# DirectCompute 4.1 checkbox



## shiny_red_cobra (Dec 23, 2009)

Hey, I just updated to Windows 7 from Windows XP and I when I ran GPU-Z I noticed the DirectCompute 4.1 check box was ticked. On Windows XP it was not ticked. Why did it change after I upgraded? Is it because Windows XP has DirectX 9 and the 10.1 options are not detected?

I am using an ATI Radeon 4870 512 MB.


----------



## slyfox2151 (Dec 23, 2009)

it could be the driver you were using,

the box's that are ticked for my card change a lot depending on the driver and how its installed.

(had issues getting cuda to work for a wile)

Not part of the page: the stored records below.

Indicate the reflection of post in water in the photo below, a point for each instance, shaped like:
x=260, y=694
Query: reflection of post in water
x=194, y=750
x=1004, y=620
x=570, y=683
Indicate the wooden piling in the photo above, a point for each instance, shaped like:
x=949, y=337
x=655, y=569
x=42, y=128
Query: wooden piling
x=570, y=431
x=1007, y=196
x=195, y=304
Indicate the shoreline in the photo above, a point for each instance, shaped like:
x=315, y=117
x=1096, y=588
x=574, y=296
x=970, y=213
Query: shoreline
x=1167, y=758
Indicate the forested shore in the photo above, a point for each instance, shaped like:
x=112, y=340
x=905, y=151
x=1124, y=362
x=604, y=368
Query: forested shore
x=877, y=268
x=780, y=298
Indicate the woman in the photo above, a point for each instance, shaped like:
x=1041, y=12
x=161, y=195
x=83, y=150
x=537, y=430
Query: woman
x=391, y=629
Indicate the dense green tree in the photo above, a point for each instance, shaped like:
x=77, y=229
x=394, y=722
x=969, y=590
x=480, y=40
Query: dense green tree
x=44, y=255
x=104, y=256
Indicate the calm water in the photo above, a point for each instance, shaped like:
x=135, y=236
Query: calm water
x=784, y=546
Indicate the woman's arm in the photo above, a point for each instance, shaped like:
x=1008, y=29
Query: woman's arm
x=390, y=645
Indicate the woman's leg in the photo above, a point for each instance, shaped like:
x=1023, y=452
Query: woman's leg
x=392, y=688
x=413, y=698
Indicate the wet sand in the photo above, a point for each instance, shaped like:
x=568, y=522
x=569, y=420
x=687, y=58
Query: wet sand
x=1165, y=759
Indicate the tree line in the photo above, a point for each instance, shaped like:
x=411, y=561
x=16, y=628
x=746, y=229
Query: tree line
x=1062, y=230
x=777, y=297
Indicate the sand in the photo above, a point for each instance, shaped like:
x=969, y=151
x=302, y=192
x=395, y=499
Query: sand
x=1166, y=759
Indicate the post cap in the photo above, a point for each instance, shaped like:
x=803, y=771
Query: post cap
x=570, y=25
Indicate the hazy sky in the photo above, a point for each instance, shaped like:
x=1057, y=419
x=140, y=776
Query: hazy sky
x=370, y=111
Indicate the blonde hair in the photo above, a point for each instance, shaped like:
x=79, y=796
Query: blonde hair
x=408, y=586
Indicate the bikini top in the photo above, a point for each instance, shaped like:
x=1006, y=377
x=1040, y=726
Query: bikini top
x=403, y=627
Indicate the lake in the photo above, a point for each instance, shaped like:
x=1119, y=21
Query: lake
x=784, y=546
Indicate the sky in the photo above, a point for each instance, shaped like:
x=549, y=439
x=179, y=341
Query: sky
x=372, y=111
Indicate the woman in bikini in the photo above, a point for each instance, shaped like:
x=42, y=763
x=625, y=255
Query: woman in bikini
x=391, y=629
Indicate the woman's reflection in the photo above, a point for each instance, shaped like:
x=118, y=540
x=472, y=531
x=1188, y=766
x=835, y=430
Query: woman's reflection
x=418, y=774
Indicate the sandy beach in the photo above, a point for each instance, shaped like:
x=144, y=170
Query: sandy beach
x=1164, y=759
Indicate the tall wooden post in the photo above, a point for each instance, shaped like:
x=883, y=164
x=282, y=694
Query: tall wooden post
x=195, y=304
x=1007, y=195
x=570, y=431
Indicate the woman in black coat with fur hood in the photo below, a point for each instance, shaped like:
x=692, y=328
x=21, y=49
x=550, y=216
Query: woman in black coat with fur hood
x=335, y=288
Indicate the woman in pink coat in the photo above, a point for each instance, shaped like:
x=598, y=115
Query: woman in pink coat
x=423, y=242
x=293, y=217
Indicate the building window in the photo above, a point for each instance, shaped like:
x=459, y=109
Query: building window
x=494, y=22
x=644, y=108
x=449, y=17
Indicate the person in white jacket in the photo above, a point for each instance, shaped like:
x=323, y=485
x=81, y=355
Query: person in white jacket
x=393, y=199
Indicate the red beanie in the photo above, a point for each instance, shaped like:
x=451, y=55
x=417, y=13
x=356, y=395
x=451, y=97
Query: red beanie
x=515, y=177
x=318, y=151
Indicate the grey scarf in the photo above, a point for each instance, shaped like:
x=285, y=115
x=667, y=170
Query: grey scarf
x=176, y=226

either that or direct compute isnt supported under xp but i think Option one is more likely.


----------



## shiny_red_cobra (Dec 23, 2009)

I was using the Catalyst 9.12 driver on each OS. Everything was the same except the OS. That's why I found the behaviour weird.


----------



## W1zzard (Dec 23, 2009)

dxcompute is only available when dx 11 runtimes are installed. xp -> no dx 11 -> no dx compute. vista -> no dx 11 -> install dx 11 patch thingie -> dx compute

you also need support for it from the driver


----------



## shiny_red_cobra (Dec 24, 2009)

OK I see, that's what I thought. Then why show the checkbox at all in Windows XP if it can never be shown as checked? I think it should be removed if the OS is XP.


----------



## W1zzard (Dec 24, 2009)

removing it will probably create more "where the checkbox threads" than there are "where is the checkmark" threads


----------